Overall, our study confirmed previous findings that lymphopenia is
not a prerequisite for effective ACT (67). Several other approaches
to improve ACT outcomes in the absence of irradiation and
chemotherapy have been recently explored, including the use of
antibodies for specific cell type depletion (67, 68), genetically
engineered tumor-specific T cells (69, 70), Toll-like receptor
(TLR) ligands (71) and other Y-chain cytokines (67, 72).
[0127] One foreseeable advantage of the regimen proposed in this
study is the absence of CD4.sup.+ T cells ablation. Indeed, several
studies have underlined the important contribution of these cells
in tumor control, via both exerting direct cytotoxic effector
functions and providing help to CD8+ T cells (73-77).

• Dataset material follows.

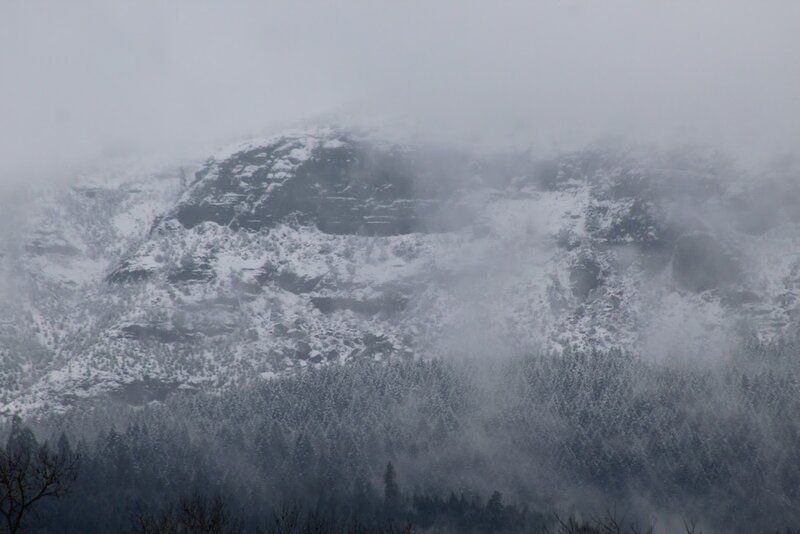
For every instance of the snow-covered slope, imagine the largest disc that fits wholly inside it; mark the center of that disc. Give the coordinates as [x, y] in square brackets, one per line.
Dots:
[321, 247]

IL-15 has
been linked to the proliferation of effectors CD4+ T cells and to
the induction of their cytotoxic phenotype (78, 79).

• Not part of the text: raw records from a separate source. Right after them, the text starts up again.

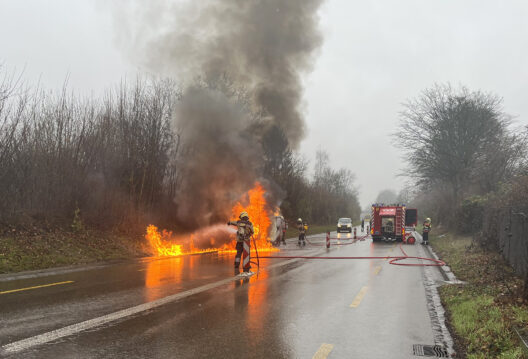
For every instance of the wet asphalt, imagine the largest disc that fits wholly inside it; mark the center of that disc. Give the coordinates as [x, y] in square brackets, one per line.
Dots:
[290, 309]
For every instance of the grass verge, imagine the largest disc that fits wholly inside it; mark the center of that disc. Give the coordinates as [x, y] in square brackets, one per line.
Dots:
[21, 251]
[483, 312]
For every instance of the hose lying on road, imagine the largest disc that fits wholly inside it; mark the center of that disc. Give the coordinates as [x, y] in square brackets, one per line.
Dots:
[393, 259]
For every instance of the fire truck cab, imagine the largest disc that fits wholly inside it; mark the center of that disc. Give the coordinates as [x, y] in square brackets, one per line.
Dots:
[393, 222]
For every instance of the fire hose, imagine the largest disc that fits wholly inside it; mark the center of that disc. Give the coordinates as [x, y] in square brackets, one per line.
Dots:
[393, 259]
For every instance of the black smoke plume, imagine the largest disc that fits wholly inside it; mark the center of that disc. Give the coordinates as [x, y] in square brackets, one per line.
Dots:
[262, 47]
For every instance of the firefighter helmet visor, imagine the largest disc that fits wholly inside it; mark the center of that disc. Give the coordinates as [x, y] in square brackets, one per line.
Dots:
[244, 215]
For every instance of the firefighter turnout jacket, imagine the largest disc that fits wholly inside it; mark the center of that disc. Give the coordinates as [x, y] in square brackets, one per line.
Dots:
[244, 229]
[302, 228]
[427, 227]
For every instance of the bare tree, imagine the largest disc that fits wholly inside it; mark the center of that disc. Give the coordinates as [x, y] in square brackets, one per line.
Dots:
[458, 137]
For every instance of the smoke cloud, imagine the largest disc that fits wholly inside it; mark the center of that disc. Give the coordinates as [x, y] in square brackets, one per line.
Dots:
[242, 62]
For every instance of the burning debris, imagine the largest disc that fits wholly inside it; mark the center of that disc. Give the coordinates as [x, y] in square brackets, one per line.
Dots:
[216, 238]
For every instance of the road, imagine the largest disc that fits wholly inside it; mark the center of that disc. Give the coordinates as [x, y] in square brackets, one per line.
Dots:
[194, 307]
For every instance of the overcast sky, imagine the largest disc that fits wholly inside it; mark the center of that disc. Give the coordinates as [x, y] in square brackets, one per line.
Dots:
[376, 54]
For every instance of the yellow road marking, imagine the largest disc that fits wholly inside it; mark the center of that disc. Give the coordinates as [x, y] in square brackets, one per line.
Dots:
[359, 297]
[323, 351]
[36, 287]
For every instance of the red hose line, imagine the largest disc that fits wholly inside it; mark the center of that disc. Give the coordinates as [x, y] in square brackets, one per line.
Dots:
[393, 259]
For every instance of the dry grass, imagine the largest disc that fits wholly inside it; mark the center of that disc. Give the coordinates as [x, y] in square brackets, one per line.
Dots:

[0128] A major obstacle to successful cancer immunotherapy is
overcoming the immunosuppressive environment of the tumor. Two
major categories of immune resistance within the tumor
microenvironment have been proposed, lack of tumor-infiltrating
cytotoxic T cells and immune inhibitor pathways (80, 81). The
experiments described herein provide data illustrating the effect
of IL-15 treatment in overcoming tumor immune resistance by acting
on both mechanisms.
[0129] The absence of inflammatory stimuli within the tumor
microenviromnment results in poor release of chemokines and poor
mobilization of cytotoxic T cells to the tumor (82). Weak
inflammation within the tumor has been proposed as a biomarker for
predicting a poor response to cancer immunotherapy (81). The
results described above showed that hetIL-15 administration favors
a pro-inflammatory environment, and adoptively transferred cells
specifically infiltrate and proliferate in the tumor, in an
antigen-specific way. Under this regimen, the frequency of Pmel-1
cells within the CD8.sup.+ T cells population and the Pmel-1/CD8+ T
cells ratio was higher in B16 melanoma (gp100+ tumor), in
comparison to another type of tumor (MC38 colon carcinoma) in the
same mouse, or in comparison to lymphoid and non-lymphoid organs
(spleen and lung) lacking gp100 expression. In particular, the
analysis of Pmel-1 cells frequency in the lung allows evaluation of
the effects of IL-15 in mobilizing the general CD8.sup.+ T cell
population to effector sites. Analysis of the Pmel-1 frequency in
gp100.sup.- MC38 colon carcinoma may in addition account for
effects related to the enhanced vascular permeability and retention
in the tumor. It has previously been shown that, upon irradiation,
adoptively transferred cells are characterized by a ubiquitous
distribution in the body regardless of the expression of the
specific antigen, while retaining their cytotoxic activity only
against tumor cells (83). Our results agree with this conclusion
since our measurements show that irradiation increased Pmel-1 cells
in tumor and spleen to similar levels. Currently, cancer
vaccination strategies can result in the development of specific
anti-tumor T cells that fail to efficiently localize to tumor sites
(84, 85). Our study suggests a role of IL-15 signaling in
combination with the engagement of the TCR on CD8+ T cells by the
specific antigen, to promote T cell migration, and increase
specific contact with an antigenic tumor, leading to more efficient
control. This also suggests the use of IL-15 in combination with
innovative cancer vaccine strategies (86).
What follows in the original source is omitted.